Depuis que la Bulgarie est entrée dans l’OTAN et qu’elle s’est portée candidate à l’UE, la coopération politique avec la Turquie s’est sensiblement accrue, les deux voisins se retrouvant dans une même optique européenne et euro-atlantique. Établir des relations bilatérales au plus haut niveau avec ses voisins est une des priorités du gouvernement bulgare. Cela concerne en premier lieu la Turquie et ses 72 millions d’habitants, pays héritier de l’Empire Ottoman, qui domina la Bulgarie pendant près de cinq siècles, et dont la stabilité est indispensable à la région. Les deux pays ont par ailleurs un rôle commun à jouer pour le maintien de la sécurité et de la stabilité en Europe du Sud-Est et dans la région de la mer Noire. La Bulgarie encourage donc la Turquie à poursuivre la mise en place des réformes exigées par l’UE et ses efforts pour remplir les critères d’adhésion, et à cet égard souhaite partager ses propres expériences avec Ankara. Sofia considère néanmoins que chaque pays doit être évalué selon les mêmes critères et selon ses mérites propres, la candidature de la Turquie ne devant pas faire exception.

La Turquie, premier partenaire de la Bulgarie dans les Balkans

Sur le plan économique, la Bulgarie s’est naturellement intégrée dans la coopération mise en œuvre depuis plusieurs années entre l’UE et la Turquie. Les relations entre les deux pays se développent à un rythme soutenu: les échanges commerciaux ont été multipliés par quatre ces sept dernières années, atteignant un montant de 2,3 milliards de dollars en 2005. La Turquie est désormais le quatrième partenaire commercial de la Bulgarie, et son premier partenaire dans la région balkanique. Les deux pays se sont engagés cette année à favoriser davantage les investissements de part et d’autre de la frontière. Actuellement, il existe en Bulgarie plus de 2500 sociétés à participation turque, dont certaines travaillent sur des projets d’infrastructures financés par l’Union européenne. Les entreprises turques sont invitées à venir encore plus nombreuses, le gouvernement bulgare se félicitant des conditions réunies pour les accueillir: stabilité politique, financière et macroéconomique, réformes fiscales abouties, main d’œuvre formée selon les critères européens.
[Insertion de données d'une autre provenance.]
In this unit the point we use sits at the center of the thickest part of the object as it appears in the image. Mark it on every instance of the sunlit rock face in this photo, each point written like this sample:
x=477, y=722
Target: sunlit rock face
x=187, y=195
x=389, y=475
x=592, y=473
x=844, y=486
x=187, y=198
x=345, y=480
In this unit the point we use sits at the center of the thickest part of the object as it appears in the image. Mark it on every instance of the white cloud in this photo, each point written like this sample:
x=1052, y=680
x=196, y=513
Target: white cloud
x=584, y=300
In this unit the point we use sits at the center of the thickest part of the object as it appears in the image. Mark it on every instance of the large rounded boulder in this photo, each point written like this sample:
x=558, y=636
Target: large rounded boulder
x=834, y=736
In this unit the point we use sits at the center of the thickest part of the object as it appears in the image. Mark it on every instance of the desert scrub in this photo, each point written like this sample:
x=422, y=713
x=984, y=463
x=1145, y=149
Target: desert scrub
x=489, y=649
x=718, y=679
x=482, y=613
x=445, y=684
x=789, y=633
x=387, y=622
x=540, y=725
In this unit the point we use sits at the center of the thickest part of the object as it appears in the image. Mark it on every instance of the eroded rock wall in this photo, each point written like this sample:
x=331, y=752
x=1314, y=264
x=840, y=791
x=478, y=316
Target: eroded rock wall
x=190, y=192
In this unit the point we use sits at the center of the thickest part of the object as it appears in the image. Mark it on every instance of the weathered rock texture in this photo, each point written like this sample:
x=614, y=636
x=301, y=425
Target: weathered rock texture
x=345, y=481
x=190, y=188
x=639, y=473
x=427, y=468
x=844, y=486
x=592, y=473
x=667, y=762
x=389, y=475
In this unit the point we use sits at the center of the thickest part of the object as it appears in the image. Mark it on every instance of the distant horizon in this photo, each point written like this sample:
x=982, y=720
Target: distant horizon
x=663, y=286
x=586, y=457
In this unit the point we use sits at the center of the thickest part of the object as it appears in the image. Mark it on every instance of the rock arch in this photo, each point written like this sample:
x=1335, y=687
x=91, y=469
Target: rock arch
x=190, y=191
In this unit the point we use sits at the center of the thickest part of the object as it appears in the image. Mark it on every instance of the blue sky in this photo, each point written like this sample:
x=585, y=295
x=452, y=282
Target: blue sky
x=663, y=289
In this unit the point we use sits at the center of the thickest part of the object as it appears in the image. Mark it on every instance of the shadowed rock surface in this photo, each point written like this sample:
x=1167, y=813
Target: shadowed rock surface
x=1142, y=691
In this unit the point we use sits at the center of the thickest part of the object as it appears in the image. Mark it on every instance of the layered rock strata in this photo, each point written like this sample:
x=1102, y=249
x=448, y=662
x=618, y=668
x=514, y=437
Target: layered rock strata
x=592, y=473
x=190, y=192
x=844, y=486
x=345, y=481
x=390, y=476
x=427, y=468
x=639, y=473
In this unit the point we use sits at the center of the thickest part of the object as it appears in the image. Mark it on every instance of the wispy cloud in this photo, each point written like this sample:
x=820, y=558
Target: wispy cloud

Le pays est d’autant plus attractif qu’une fois membre de l’UE, son potentiel économique ne va cesser de s’accroître. Investir en Bulgarie signifiera bientôt être présent sur le marché commun, ce qui n’est pas négligeable[1]. A l’inverse le gouvernement bulgare espère renforcer sa présence chez son grand voisin. Dans le cadre des relations économiques bulgaro-turques, priorité est également donnée au développement des infrastructures, à la modernisation des postes frontières, à la coopération transfrontalière (lutte contre les trafics en tout genre) et aux questions énergétiques, le tout avec l’aide des fonds européens.

La Bulgarie souhaite enfin accroître la coopération culturelle dans la région balkanique. Ainsi, Varna a accueilli en juin dernier le Conseil des Ministres de la Culture de l’Europe du Sud-Est (dont la Turquie), auquel ont pris part également des représentants du Conseil de l’Europe et de l’UE. Le but des Conseils est notamment d’œuvrer pour la protection de l’héritage culturel de la région. La coopération culturelle, grâce aux échanges touristiques par exemple, est aussi un axe central des relations Bulgarie-Turquie.

Les Turcs, première minorité de Bulgarie

Derrière ces engagements officiels, il faut aussi rappeler le rôle que joue la communauté turque en Bulgarie, et son poids démographique, social et politique considérable. La minorité turque est la première de Bulgarie, avec 9,5% de la population totale (chiffre 2001). Depuis la chute du régime de Jivkov en 1989 et le rétablissement des droits constitutionnels de la communauté, celle-ci n’a cessé de s’affirmer sur le plan politique. Le parti qui la représente, le Mouvement pour les Droits et les Libertés (MDL) dirigé par Ahmed Dogan, est particulièrement influent, et contribue depuis sa création en 1990 à l’équilibre de l’échiquier politique bulgare. Depuis les élections législatives de 2005, le MDL fait partie de la coalition de gauche au pouvoir en Bulgarie, avec le parti socialiste (BSP: parti du Président Gueorgui Parvanov réélu en octobre dernier) et le Mouvement national Siméon II (NDSV). Ce succès marque la réussite de la réintégration sociale et politique des Turcs de Bulgarie, et fait de ce pays un modèle de coexistence intercommunautaire si on le compare à ses voisins des Balkans.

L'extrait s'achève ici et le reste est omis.